Старший бросился за ним, догнал на крыльце и попытался удержать за руку, но Семенюк, ни на что не реагируя, вырвался и побежал в воротам.
– Товарищ полковник! – закричал в рацию старший агент. – У нас ЧП, у Семенюка крыша поехала! Крыша, говорю, поехала… Никак нет, трезвый, ничего не пил… Не пили, говорю! Я за свои слова всегда отвечаю… Ваше дело, можете проверять… Да не было у нас с собой ничего. Даже пиво не пили!.. Откуда я знаю… Он убежал с объекта. Пусть наружка проследит… Да не пили мы, говорю… Он в сортир пошел, а потом сказал, что ему «лихо» и убежал… Откуда я знаю, я что, доктор?… Любой тест пройду. Я со вчерашнего дня грамма в рот не брал… Да, точно не пил! Есть продолжать несение…
– Чего он, Михалыч? – поинтересовался третий агент, во время происходящих событий флегматично полулежавший на диване.
– Вот, достал… пенек! Вы, говорит, уже нажраться успели! Может и правда?
– Да ты, че, Михалыч, мы же вместе сидели. Когда? Ну, ты, даешь, е-мое…
– А Семенюк чего?
– А я знаю? Вроде трезвый был.
– Ничего не пойму, – задумчиво проговорил командир, – чего-то здесь нечисто… Не нравится мне все это…

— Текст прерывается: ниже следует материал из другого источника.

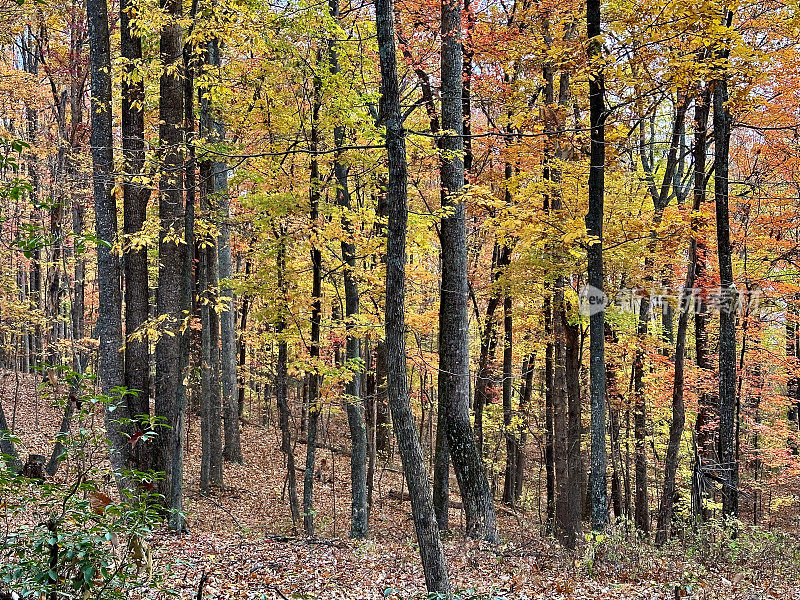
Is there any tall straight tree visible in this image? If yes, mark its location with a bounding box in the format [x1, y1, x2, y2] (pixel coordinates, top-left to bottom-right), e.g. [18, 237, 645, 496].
[154, 0, 188, 525]
[198, 39, 223, 490]
[303, 59, 322, 536]
[375, 0, 450, 584]
[439, 0, 498, 542]
[206, 32, 243, 463]
[586, 0, 608, 529]
[328, 0, 369, 538]
[86, 0, 129, 491]
[713, 12, 739, 517]
[119, 0, 150, 471]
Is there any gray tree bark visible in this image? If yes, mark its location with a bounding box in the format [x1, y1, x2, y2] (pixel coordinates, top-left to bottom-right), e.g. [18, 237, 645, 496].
[713, 25, 739, 518]
[119, 0, 150, 471]
[153, 0, 188, 528]
[375, 0, 450, 595]
[439, 0, 498, 542]
[86, 0, 130, 493]
[586, 0, 608, 529]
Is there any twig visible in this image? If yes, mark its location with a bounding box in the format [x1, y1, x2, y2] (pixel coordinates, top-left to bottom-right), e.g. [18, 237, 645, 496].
[195, 569, 208, 600]
[197, 491, 245, 531]
[269, 585, 289, 600]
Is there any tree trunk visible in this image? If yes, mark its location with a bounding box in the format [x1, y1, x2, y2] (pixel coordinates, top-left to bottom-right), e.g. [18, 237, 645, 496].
[692, 86, 714, 521]
[86, 0, 130, 493]
[303, 68, 322, 536]
[656, 154, 705, 546]
[375, 0, 450, 595]
[204, 39, 243, 464]
[586, 0, 608, 529]
[197, 69, 223, 490]
[275, 229, 300, 529]
[328, 0, 369, 539]
[154, 0, 188, 526]
[439, 0, 498, 542]
[713, 30, 739, 518]
[514, 355, 534, 502]
[119, 0, 150, 471]
[503, 296, 519, 506]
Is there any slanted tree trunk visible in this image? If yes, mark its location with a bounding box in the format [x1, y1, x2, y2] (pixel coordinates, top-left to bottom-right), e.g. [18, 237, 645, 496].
[503, 296, 519, 506]
[712, 24, 739, 518]
[86, 0, 130, 493]
[375, 0, 450, 595]
[328, 0, 369, 539]
[544, 295, 556, 533]
[439, 0, 498, 542]
[153, 0, 188, 527]
[275, 224, 300, 529]
[197, 39, 223, 490]
[656, 152, 705, 545]
[119, 0, 150, 471]
[472, 241, 511, 454]
[692, 86, 714, 521]
[514, 355, 534, 502]
[0, 404, 22, 473]
[586, 0, 608, 529]
[303, 67, 322, 536]
[205, 39, 243, 463]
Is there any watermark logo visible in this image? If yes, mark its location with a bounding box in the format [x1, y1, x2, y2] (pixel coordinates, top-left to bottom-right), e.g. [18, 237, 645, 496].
[578, 285, 610, 317]
[614, 285, 761, 315]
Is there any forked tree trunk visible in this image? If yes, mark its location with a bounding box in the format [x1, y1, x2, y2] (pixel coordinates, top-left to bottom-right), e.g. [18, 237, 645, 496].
[328, 0, 369, 539]
[439, 0, 498, 542]
[275, 229, 300, 529]
[586, 0, 608, 529]
[154, 0, 188, 526]
[86, 0, 130, 493]
[375, 0, 450, 595]
[712, 24, 739, 518]
[119, 0, 150, 471]
[303, 67, 322, 536]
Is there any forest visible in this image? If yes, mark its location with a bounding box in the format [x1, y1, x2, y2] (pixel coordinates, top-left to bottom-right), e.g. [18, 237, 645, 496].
[0, 0, 800, 600]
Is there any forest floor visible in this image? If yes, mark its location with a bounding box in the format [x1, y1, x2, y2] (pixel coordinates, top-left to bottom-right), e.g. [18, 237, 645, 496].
[0, 377, 800, 600]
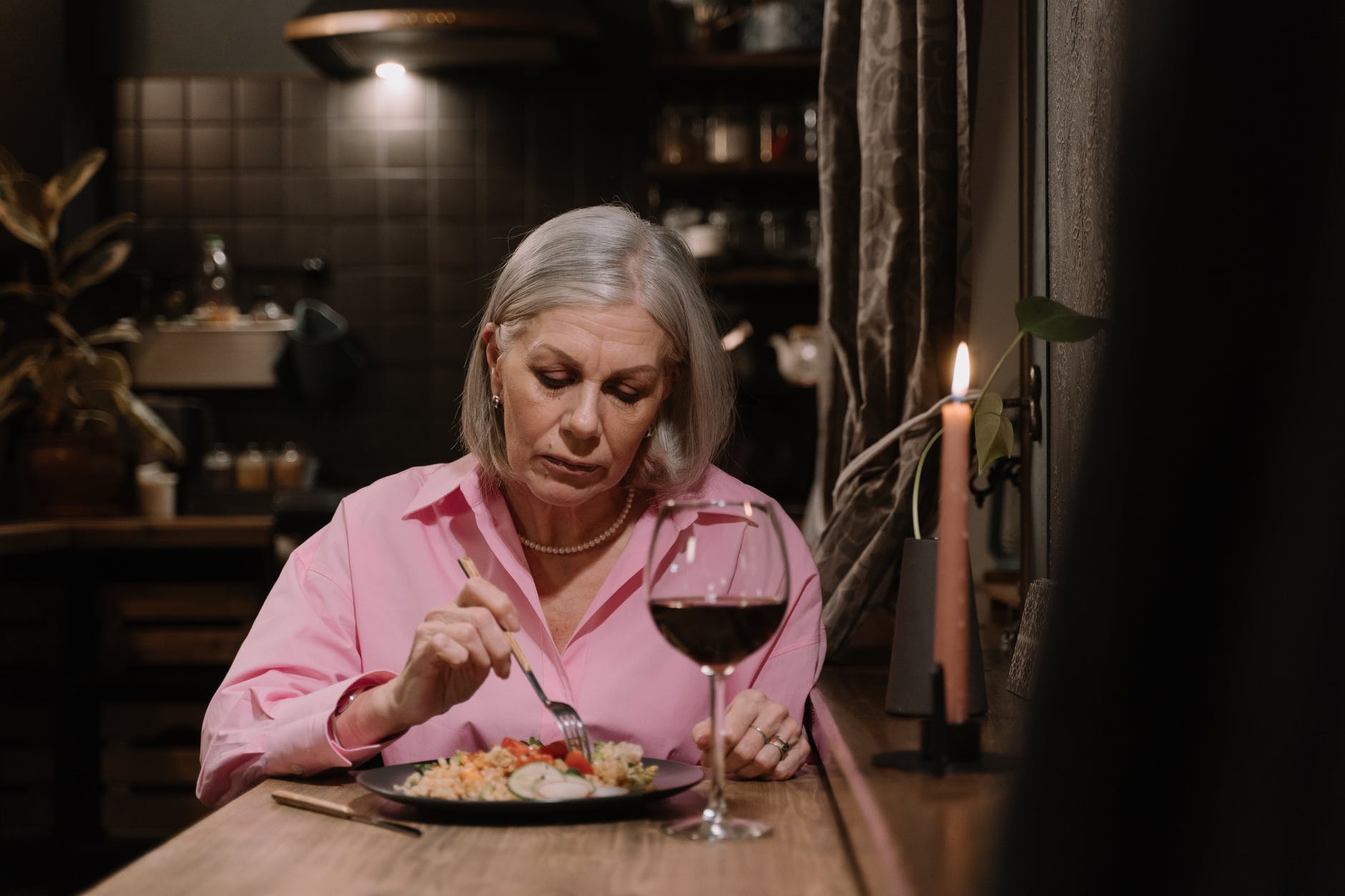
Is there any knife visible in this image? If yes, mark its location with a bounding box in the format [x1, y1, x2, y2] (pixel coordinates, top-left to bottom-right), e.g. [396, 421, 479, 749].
[270, 789, 421, 837]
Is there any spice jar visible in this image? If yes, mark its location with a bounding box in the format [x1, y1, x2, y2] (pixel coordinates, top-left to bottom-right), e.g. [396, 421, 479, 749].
[803, 102, 818, 162]
[200, 444, 234, 491]
[657, 107, 705, 165]
[234, 441, 270, 491]
[270, 441, 304, 488]
[757, 107, 798, 164]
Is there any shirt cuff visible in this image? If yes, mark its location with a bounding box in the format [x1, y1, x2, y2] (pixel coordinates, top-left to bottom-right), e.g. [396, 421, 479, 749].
[266, 669, 401, 775]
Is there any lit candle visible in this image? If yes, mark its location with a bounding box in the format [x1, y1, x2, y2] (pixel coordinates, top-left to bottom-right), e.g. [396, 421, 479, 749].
[934, 342, 971, 724]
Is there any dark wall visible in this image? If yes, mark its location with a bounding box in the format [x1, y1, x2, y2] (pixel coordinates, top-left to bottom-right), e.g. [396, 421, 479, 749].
[116, 70, 639, 486]
[116, 0, 308, 77]
[101, 0, 645, 487]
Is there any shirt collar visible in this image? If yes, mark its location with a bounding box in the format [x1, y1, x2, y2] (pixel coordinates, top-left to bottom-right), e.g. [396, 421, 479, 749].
[402, 455, 484, 519]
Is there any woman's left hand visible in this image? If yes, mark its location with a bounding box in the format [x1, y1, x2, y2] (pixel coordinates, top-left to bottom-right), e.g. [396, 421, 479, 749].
[691, 690, 813, 780]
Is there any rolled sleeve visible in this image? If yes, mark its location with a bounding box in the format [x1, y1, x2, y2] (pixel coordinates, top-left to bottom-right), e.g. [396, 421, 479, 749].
[196, 511, 396, 806]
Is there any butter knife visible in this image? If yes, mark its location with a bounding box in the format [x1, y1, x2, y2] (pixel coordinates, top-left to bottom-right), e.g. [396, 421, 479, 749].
[270, 789, 421, 837]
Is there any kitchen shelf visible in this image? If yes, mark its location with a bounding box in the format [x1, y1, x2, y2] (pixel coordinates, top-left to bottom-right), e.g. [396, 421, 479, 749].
[650, 50, 822, 74]
[645, 159, 818, 180]
[705, 265, 818, 288]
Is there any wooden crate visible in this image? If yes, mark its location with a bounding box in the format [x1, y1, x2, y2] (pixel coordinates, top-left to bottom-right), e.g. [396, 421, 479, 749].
[99, 701, 208, 838]
[0, 702, 57, 837]
[98, 581, 263, 675]
[0, 581, 64, 661]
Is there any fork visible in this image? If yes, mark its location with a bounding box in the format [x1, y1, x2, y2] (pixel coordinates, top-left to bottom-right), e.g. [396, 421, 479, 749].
[457, 557, 593, 759]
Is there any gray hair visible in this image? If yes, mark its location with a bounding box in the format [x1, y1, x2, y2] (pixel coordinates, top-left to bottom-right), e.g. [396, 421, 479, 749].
[463, 206, 735, 493]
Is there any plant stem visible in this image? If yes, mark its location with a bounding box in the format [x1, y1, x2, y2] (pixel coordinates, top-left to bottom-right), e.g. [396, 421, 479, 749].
[971, 330, 1027, 420]
[911, 330, 1027, 538]
[911, 426, 943, 541]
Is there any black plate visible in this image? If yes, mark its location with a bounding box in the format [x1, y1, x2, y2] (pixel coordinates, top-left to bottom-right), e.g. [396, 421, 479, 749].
[355, 759, 705, 822]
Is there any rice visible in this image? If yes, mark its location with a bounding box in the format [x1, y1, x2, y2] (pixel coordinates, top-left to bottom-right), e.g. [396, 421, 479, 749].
[397, 740, 657, 802]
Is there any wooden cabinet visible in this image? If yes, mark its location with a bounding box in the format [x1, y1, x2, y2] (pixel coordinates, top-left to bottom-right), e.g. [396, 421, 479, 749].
[0, 516, 277, 892]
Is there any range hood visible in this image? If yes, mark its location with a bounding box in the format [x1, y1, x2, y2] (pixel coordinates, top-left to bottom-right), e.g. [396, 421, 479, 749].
[285, 0, 597, 77]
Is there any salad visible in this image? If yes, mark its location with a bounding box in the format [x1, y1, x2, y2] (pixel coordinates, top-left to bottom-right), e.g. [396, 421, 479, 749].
[397, 737, 657, 802]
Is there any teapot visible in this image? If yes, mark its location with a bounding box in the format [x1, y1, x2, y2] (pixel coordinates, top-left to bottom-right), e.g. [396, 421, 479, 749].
[769, 324, 822, 386]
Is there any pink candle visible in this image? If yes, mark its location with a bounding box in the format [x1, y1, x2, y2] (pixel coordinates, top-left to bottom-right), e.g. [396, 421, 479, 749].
[934, 342, 971, 724]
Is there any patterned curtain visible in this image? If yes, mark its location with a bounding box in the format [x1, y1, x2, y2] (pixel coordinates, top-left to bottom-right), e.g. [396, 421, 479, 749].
[804, 0, 981, 652]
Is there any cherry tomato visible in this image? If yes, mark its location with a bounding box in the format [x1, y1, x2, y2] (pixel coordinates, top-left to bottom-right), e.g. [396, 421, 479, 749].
[500, 737, 532, 756]
[565, 749, 593, 775]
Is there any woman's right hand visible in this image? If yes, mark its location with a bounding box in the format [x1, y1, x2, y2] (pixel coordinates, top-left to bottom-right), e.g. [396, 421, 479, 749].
[335, 579, 519, 747]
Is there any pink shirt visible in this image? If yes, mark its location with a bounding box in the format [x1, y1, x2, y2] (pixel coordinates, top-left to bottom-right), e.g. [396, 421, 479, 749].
[196, 455, 824, 804]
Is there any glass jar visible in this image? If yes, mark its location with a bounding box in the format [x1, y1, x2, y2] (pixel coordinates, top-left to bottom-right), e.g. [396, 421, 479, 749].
[200, 444, 234, 491]
[705, 107, 752, 164]
[657, 107, 705, 165]
[757, 107, 799, 164]
[234, 441, 270, 491]
[195, 232, 238, 323]
[803, 102, 818, 162]
[270, 441, 304, 488]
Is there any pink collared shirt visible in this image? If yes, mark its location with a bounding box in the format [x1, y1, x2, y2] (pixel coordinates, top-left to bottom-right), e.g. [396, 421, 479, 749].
[196, 455, 826, 806]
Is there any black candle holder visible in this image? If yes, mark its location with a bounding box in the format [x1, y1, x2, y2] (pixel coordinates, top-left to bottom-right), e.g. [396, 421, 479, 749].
[873, 664, 1013, 777]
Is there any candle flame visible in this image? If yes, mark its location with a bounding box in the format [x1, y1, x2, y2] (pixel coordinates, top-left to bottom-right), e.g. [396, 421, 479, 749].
[952, 342, 971, 398]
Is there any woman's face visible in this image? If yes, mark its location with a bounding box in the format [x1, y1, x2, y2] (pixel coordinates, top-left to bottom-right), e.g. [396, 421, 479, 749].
[481, 302, 672, 507]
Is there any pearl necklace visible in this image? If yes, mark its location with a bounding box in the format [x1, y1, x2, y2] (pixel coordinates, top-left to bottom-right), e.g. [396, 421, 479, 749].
[518, 488, 635, 554]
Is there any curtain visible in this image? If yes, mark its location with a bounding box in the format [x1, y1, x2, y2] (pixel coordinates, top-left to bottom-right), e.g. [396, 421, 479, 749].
[804, 0, 981, 654]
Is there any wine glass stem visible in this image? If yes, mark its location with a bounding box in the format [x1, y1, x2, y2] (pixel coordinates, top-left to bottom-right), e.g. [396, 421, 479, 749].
[703, 670, 728, 824]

Мне тоже все это не понравилось. Если в связи с генеральским припадком у меня появились подозрения, то причинно-следственная связь движения рычагов на стене с поведением Семенюка была слишком очевидно. Одна Ольга осталась довольна:
– Так ему, гаду, и надо! – похвалила она Гутмахера. – Ты у меня, Ароша, молодец!
В вынужденном затворничестве самые тяжелые – первые часы. Кажется, что останавливается время, а оттого, что не нужно никуда торопиться, жизнь замирает на месте. Как тяжело в самом начале переживается заключение, я слышал от людей, которым довелось это испытать на себе. Позже, по прошествии некоторого времени, наступает адаптация, нервная система понемногу приспосабливается к новым условиям, и человек начинает нормально жить.
Понимая это, я постарался отгородиться от внешних раздражителей и полностью погрузился в Чехова. Это было, в общем, несложно, Антон Павлович своими письмами как будто затягивал меня в свой мир, эпоху суетную, противоречивую, но все-таки не такую сумасшедшую, как наша.
Людей, подобных ему, в реальной жизни я не встречал. Его жалобы на собственную лень были трогательны, а альтруизм граничил с чудачеством. Однако, подозревать его в неискренности у меня не было никаких оснований: поздние разговоры о том, что письма он писал в расчете на историю, не имеют, на мой взгляд, под собой никакой почвы. Популярность к нему пришла не сразу, а довольно поздно, после тридцати лет, да и не рассчитывал он, что его книги надолго переживут его земное существование. Он даже как-то Бунину сказал, что его забудут уже через семь лет после смерти.
Пока я, практически безвылазно, пребывал в конце девятнадцатого века, мои «сокамерники» наслаждались обществом друг друга. Похоже было, что Ольга по-настоящему влюбилась в Гутмахера. Для меня в этом было много странного и первое – разница в возрасте. Сейчас, правда, сделалось модным выбирать объекты любви не среди ровесников, но разница почти в сорок лет была слишком велика. Как-то, когда Ольга мылась за ширмой и нас не слышала, я спросил об этом у Аарона Моисеевича.
– Формально вы правы, – согласился он. – Но у мужчин и женщин разные биологические особенности. Повышенная сексуальность у нас обычно бывает в возрасте от восемнадцати до двадцати восьми лет, а у женщин наступает после тридцати. В Олином возрасте девушкам интересен не, как вы это называете, секс, а романтика отношений, прелюдия любви, чего молодые люди, захваченные собственными страстями, как правило, дать им не могут. Вы слышали от женщин эпитет в адрес мужчин: «грязное животное»?
– Слышал, и не только этот.
– Так вот, мы в юном возрасте не грязные, а страстные животные, не умеющие или не знающие, как совладать со своими страстями. У меня, к сожалению, их осталось мало, но всего остального в избытке, так что несколько лет, пока Олюшка не повзрослеет, я ей подойду больше чем, извините, Алеша, вы.
– А перспектива, что будет через несколько лет?